After graduating with an engineering degree from a not so bad college in India, all my job applications were going in an abysmal pit. Even the 18 call centers I applied to rejected me (despite being told of having reasonably good English language skills). What worked was relocating to a metropolitan town and literally going door to door in person and show up at companies and walk-ins, and I got an engineering job (btw, I'm at that exact stage now - will get to it later).
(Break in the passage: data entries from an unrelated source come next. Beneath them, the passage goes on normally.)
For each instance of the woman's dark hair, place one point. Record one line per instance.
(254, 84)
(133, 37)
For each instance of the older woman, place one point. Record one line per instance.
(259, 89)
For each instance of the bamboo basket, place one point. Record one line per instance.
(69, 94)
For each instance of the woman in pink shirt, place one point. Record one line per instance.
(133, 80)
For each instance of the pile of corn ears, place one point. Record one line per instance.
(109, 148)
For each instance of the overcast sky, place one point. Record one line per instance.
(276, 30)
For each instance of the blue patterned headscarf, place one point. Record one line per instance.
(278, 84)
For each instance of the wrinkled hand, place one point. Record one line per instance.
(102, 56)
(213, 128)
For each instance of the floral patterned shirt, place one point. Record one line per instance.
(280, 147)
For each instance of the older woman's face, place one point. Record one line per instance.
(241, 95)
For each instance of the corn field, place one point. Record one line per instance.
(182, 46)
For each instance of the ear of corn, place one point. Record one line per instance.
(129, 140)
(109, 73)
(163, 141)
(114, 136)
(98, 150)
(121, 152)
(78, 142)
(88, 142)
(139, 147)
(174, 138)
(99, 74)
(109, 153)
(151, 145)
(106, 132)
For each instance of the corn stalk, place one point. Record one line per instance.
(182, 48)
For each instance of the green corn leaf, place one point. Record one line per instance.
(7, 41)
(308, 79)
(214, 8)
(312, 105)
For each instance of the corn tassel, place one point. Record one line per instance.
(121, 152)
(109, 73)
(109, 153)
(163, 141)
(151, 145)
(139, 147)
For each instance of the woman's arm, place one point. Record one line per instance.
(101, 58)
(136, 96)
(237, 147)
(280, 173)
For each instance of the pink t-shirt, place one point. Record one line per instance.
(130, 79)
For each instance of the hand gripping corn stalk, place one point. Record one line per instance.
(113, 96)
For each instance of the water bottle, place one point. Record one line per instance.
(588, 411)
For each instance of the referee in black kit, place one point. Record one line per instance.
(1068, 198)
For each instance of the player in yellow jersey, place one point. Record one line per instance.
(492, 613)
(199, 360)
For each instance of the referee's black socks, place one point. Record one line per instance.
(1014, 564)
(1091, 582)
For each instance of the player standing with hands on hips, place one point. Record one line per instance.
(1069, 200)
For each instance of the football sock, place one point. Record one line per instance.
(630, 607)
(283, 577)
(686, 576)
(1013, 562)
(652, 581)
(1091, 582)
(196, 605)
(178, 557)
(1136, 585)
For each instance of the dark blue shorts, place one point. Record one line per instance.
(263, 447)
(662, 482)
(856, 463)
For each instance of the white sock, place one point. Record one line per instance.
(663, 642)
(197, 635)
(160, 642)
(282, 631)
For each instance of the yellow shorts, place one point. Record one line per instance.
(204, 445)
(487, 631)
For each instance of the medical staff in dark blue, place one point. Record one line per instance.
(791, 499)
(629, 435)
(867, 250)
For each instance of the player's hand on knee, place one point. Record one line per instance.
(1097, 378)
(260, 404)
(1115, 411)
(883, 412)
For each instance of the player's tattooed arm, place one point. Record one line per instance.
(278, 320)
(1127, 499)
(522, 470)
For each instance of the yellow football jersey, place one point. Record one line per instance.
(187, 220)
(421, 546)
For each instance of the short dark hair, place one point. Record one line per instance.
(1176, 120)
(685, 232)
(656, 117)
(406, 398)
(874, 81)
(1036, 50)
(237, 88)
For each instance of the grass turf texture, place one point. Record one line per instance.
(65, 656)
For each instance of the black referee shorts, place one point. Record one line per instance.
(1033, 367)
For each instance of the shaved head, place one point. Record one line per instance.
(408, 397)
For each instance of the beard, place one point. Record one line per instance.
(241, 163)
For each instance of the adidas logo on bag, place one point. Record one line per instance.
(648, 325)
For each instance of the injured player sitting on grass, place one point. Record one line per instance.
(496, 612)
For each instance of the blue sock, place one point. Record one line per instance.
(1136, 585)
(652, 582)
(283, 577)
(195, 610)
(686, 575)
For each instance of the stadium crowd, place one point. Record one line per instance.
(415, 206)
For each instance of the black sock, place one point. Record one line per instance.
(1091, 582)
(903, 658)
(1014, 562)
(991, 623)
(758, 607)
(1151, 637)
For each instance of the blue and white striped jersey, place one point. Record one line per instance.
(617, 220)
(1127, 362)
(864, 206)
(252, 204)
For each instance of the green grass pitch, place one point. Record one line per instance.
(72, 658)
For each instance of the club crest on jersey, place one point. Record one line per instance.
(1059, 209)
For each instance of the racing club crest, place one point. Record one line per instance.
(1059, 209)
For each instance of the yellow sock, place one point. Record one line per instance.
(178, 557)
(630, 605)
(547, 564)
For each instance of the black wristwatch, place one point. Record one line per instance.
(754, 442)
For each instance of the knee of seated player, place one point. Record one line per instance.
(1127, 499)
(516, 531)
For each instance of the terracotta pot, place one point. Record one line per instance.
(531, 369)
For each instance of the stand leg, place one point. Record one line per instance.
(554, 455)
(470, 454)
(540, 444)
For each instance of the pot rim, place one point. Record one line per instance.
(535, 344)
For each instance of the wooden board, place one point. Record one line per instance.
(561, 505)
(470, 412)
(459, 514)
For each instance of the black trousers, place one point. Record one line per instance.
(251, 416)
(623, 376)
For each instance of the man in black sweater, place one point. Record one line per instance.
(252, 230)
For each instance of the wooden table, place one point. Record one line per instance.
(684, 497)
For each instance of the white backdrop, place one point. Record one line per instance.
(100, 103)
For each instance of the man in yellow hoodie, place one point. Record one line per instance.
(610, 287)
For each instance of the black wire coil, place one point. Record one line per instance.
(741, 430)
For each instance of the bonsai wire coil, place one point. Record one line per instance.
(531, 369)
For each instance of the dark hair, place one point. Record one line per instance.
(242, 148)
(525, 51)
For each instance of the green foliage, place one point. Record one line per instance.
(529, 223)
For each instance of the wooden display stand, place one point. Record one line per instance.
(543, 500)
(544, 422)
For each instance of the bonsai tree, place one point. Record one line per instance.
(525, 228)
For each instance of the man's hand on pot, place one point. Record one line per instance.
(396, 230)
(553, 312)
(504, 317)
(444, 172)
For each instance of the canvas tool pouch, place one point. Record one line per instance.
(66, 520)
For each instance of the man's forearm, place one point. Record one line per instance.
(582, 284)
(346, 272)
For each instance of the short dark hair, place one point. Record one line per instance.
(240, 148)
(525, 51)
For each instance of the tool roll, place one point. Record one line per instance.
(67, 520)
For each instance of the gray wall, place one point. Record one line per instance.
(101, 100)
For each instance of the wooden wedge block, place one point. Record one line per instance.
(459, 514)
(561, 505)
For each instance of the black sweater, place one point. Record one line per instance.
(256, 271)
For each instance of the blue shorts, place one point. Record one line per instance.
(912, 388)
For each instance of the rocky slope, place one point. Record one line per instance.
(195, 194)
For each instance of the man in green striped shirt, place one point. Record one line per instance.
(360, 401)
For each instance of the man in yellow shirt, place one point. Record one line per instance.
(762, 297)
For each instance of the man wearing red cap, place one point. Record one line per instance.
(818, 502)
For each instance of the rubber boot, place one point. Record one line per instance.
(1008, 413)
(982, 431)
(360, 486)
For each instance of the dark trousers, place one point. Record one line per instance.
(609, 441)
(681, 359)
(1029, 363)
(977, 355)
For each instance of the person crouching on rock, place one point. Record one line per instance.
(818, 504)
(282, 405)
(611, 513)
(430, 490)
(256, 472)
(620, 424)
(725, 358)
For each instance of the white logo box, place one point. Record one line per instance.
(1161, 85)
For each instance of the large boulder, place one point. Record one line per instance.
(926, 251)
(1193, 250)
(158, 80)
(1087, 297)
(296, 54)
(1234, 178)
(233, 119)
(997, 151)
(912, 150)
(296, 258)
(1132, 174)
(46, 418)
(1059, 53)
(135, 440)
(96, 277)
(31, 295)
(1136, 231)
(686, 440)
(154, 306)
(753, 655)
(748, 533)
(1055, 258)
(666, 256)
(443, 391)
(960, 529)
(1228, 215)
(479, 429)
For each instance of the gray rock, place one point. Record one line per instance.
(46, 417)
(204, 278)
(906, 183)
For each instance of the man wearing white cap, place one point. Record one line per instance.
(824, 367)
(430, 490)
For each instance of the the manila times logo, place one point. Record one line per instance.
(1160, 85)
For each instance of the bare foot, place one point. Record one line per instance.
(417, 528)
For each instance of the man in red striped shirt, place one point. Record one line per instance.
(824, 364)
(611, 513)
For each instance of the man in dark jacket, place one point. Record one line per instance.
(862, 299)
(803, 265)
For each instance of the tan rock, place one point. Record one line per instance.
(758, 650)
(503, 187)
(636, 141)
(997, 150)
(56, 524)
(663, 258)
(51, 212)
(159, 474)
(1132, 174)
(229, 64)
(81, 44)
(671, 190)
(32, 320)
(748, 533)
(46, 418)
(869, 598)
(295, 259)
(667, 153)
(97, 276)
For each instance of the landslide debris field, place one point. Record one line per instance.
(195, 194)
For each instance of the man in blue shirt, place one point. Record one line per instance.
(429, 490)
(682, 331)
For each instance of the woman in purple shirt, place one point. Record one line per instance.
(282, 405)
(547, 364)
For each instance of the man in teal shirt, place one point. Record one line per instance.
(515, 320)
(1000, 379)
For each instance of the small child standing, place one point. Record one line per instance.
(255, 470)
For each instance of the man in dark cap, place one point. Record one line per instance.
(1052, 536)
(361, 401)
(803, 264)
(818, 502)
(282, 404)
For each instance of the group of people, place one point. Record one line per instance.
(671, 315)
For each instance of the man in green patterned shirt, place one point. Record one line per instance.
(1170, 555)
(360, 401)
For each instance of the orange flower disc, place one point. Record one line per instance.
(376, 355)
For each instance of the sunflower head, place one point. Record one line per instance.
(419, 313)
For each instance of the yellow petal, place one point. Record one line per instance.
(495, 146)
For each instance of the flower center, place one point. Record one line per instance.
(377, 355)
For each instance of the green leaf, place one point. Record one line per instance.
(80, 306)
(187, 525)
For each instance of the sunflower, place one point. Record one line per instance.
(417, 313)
Few years later, went to US for MS, spent a year after graduating in applying for jobs - stopped counting applications after 2250th application. Didn't even get a single interview. Out of desperation, did a site-wide search for some niche enterprise software name I knew about on craigslist, landed a craigslist subdomain page for a town I hadn't heard of - got job interview and the job. Fast forward a few years later, I had been looking for a way to find a meaningful occupation to return to central India - spent all my vacations over the years looking for something that I could do. Never found it. So one fine day, I packed up my bags from a year old FAANG job, and came back. Since then, I've been building, demoing, pitching, improvising but haven't yet made an income - neither through my network back in the US, nor cold calling. So now, I'm on foot again, just showing up at companies and realizing: the local market is much different, their needs are different ; and in person presence is a huge catalyst in advancing sales cycle. In person communication is introducing me to signals and adapt my offerings. AI, if anything, has only helped be more productive, but I totally see how it would impact entry level engineering jobs - and I don't have any answers for that. Except, that increasing the surface area by in-person interactions may be an avenue to explore if you already haven't. Hanging out at coworking spaces, going to meetups where your potential "customers" would hang out etc. might be worth a try. For a such a well written article, I'd hope someone with the right opportunity may reach out to you. Good luck.